Laurent Hausermann – Parmi les dispositifs de protection, on
peut aussi mentionner les diodes de données qui installent un
canal de communication unidirectionnel entre deux segments
de réseau, pour par exemple, remonter des informations depuis
la zone la production vers l’espace bureautique plus ouvert.
On peut aussi parler des sas de décontamination de
clés
USB qui permettent de réaliser des images sécurisées de clés
venant de l’espace public. Enfin, on voit des sociétés de service
proposer aujourd’hui des prestations de maintien des conditions
de sécurité. Il s’agit d’une logique d’amélioration continue
qui à intervalles réguliers propose de mettre l’installation en
conformité, de surveillance du fonctionnement, d’audit des
rapports, etc.
Il est primordial que les industriels considèrent la cybersécurité
comme un processus continu qui s’améliore sans cesse.

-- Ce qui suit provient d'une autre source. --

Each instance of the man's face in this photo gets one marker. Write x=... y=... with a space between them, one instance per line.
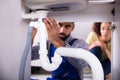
x=65 y=29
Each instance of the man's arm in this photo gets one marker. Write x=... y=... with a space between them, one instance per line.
x=52 y=31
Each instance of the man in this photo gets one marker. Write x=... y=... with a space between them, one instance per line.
x=59 y=35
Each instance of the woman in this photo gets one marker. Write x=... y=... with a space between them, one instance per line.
x=99 y=41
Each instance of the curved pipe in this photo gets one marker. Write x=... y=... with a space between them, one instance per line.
x=25 y=54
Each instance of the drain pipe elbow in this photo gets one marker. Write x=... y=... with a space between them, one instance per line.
x=91 y=59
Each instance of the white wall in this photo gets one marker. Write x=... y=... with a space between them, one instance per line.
x=13 y=34
x=85 y=19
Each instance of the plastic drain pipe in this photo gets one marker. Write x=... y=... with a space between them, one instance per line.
x=94 y=63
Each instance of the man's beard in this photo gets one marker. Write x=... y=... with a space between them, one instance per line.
x=63 y=38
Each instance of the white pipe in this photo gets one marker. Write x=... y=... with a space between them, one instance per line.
x=43 y=45
x=94 y=63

Frédéric Planchon – Deux mesures très simples mais
absolument indispensables doivent être mises en œuvre par
les industriels. Il y a d’abord la mise en place d’un serveur
d’authentification de type LDAP avec un tiers de confiance au
travers des services informatiques puisqu’il est fondamental
que les services opérationnels ne restent pas isolés. Il faut aussi
mettre en place un système de sauvegarde automatique des
programmes déployés sur les machines et les équipements
industriels. En cas d’attaque qui met le système à l’arrêt, on est
ainsi en mesure de remettre l’installation en fonctionnement
rapidement. Il existe des outils qui couvrent ce besoin.